One way to write the scanner would be:

      void getSym() {                          // Scans for next sym
        while (ch > 0 && ch <= ' ') getChar();
        StringBuilder symLex = new StringBuilder();
        int symKind = noSym;
        while (ch > EOF && ch <= ' ') getChar();

        // Firstly, check to see if we found a comment (or, even a sequence of comments with
        // nothing of much interest between them).

        if (ch == ';') {
          do getChar(); while (ch != '\n' && ch != EOF);

          // A comment is NOT a token, so if we skip over a comment we must still continue
          // to search for the symbol that getSym() is supposed to be returning.  One way
          // to do this is to make a recursive call to getSym() - having first ensured that
          // we are truly over the comment
          // If we get to EOF the returned token will then be eofSym; maybe issue a warning?
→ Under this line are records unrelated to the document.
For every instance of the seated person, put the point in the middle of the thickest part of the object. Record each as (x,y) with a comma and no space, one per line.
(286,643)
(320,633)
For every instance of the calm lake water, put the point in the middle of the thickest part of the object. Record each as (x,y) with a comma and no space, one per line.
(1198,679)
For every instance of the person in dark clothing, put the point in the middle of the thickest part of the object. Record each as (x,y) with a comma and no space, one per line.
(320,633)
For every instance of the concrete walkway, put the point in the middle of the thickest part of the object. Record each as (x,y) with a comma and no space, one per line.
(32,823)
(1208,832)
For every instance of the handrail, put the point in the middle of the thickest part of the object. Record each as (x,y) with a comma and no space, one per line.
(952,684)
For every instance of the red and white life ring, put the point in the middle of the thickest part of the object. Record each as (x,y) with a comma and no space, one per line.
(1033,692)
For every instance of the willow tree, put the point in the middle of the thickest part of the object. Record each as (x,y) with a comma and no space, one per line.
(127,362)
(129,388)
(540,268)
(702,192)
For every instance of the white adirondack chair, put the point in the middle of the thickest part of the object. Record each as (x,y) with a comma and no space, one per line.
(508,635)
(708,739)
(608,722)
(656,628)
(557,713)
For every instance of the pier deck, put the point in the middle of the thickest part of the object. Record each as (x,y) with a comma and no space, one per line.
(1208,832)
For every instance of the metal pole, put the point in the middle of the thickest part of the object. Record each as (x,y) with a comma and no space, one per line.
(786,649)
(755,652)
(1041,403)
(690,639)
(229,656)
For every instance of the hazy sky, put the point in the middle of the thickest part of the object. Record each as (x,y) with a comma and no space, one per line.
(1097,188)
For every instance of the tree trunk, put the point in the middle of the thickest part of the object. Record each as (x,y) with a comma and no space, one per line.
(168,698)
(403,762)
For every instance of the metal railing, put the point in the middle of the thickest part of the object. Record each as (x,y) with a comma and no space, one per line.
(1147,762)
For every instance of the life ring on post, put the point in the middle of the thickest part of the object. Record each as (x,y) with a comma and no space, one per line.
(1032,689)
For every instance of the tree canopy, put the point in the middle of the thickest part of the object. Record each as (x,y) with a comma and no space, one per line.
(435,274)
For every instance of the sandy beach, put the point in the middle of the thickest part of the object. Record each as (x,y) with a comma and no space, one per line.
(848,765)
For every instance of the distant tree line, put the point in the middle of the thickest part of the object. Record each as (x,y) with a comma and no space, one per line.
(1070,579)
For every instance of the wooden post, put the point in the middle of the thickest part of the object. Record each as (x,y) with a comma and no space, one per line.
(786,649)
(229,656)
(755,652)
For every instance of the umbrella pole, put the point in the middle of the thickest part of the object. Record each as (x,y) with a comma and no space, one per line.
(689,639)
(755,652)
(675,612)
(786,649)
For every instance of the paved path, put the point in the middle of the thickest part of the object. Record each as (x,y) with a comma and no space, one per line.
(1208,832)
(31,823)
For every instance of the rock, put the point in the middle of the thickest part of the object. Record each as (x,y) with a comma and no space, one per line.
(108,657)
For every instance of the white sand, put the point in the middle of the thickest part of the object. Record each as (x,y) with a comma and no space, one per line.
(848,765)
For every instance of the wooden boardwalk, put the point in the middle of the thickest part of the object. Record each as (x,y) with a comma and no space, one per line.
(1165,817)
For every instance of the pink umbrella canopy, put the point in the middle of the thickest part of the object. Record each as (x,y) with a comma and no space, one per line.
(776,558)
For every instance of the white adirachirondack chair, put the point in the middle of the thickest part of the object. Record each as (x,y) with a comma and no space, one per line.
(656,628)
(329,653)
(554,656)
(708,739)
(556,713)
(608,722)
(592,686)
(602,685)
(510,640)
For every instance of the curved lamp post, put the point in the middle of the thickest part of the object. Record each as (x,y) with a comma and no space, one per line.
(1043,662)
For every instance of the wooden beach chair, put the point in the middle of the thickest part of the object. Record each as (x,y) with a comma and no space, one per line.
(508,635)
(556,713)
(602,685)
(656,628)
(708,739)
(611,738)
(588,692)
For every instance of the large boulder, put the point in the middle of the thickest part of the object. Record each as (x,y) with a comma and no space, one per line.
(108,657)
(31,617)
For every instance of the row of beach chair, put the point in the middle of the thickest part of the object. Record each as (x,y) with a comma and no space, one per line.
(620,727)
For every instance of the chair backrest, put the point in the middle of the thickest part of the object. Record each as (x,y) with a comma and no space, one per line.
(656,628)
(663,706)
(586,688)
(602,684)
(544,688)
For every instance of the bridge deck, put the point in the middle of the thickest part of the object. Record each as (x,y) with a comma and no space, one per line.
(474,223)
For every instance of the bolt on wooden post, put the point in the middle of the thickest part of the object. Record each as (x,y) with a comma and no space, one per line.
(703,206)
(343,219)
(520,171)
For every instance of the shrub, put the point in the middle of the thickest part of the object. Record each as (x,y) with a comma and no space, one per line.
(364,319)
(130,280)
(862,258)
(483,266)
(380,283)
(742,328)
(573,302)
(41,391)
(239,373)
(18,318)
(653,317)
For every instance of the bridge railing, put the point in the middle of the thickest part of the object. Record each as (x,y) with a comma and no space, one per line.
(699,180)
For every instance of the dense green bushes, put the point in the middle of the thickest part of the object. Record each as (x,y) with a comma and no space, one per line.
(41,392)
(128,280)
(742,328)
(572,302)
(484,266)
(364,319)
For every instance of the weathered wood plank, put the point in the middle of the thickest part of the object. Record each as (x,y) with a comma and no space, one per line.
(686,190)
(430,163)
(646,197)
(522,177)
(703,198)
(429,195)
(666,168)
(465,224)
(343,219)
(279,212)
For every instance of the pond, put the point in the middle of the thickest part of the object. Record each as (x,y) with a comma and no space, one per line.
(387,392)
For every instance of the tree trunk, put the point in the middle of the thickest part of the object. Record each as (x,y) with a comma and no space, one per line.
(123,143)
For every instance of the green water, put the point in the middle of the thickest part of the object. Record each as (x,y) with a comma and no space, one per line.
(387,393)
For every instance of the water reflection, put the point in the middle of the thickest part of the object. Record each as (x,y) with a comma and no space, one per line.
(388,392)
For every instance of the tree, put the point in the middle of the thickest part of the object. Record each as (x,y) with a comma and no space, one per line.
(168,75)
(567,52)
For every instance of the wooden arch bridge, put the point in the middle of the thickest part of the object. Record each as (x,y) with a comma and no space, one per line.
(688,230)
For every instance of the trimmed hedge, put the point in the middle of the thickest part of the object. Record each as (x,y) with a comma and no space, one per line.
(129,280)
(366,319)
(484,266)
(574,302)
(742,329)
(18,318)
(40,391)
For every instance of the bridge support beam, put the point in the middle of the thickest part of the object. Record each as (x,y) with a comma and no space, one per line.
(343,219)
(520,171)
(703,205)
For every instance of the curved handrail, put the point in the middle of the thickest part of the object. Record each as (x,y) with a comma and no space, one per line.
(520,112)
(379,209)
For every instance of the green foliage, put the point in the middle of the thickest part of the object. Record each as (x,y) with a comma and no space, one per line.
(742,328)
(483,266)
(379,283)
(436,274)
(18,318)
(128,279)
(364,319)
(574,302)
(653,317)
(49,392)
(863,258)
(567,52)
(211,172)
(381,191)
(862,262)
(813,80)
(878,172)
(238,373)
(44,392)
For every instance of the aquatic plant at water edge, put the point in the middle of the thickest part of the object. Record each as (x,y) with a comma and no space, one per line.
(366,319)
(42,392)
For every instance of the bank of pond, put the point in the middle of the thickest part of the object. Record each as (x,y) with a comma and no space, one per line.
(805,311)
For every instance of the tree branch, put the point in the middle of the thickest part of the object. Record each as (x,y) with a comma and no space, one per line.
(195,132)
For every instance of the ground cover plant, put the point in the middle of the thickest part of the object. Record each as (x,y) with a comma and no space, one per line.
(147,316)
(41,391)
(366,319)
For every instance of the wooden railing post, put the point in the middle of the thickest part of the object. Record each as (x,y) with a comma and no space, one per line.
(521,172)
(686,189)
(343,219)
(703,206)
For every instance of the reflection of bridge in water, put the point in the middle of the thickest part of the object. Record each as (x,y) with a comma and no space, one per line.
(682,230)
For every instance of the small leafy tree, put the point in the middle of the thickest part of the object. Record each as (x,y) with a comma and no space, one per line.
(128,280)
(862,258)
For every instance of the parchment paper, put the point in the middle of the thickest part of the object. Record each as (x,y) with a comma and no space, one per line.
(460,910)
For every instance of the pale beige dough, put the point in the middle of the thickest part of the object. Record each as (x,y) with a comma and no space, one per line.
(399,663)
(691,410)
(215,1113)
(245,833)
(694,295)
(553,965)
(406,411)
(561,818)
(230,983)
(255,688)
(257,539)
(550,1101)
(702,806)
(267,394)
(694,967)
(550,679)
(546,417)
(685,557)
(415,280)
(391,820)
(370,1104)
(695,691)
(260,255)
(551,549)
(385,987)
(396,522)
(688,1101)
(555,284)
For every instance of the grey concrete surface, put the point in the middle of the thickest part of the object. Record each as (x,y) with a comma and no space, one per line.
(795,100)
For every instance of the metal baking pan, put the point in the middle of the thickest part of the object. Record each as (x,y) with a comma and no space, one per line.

          getChar(); getSym();                 // get the hell out of here once we have the token
          return;                              // that follows the comment, (or comments in succession)
                                               // (will be EOFSym if unterminated -
        } // comment processor

        // If we didnt find a comment, we now proceed to recognise a proper token.

        if (Character.isDigit(ch) {            // We must have found an integer or float number
          symKind = intSym;                    // Make an initial assumption
          do {
            symLex.append(ch); getChar();      // Note that we add the digits to the buffer
          } while (Character.isDigit(ch));     // Scan over the only digits, or ones before the period.
          if (ch == '.') {                     // Aha! - we must have a floating number in that case,
            symKind = floatSym;                // so change our assumption
            do {                               // and incorporate the digits after the point.
              symLex.append(ch); getChar();
            } while (Character.isDigit(ch);
          }
        } // finished  dddd.dd  or  dddd.   processing

        else                                   // the else is crucial - do you see why?

        if (ch == '.') {                       // we must have found dotdot or a float number,
                                               // like   .ddd    or a noSym, like   .ball
          symLex.append(ch); getChar();        // add to the buffer
          if (ch == '.') {                     // Aha! - we found dotdot
            symLex.append(ch); getChar();
            symKind = dotdotSym;
          }
          else                                 // But in this case we found  .ddd or some .bad sequence
            if (Character.isDigit(ch) {        // Aha! - we must have found a float number
              symKind = floatSym;
              do {
                symLex.append(ch); getChar();  // keep adding digits to the buffer
              } while (Character.isDigit(ch)); // and looking for a non-digit to stop the loop
            }
        } // finished  .dddd or  ..  or .bad processing

        else                                   // another crucial else
          if (ch == EOF) {
            symLex.append("EOF");              // no need to getChar() this time
            sym.kind = eofSym;
          }

        else {
          symLex.append(ch); getChar();        // symKind is noSym anyway
        }
        sym = new Token(symKind, symLex.toString());
      }

Another way might appear to be like this, which some people tried

... if (Character.isDigit(ch) { // must have found a number symKind = intSym; // initial assumption while (isdigit(ch) || ch == '.' ) { // scan over the rest symLex.append(ch); getChar(); if (ch == '.') symKind = floatSym; // change our assumption } } else ...

but this is subtly WRONG - it would accept something like 45.67.89 as a valid floating number (can you see why? If not, better come to ask me!)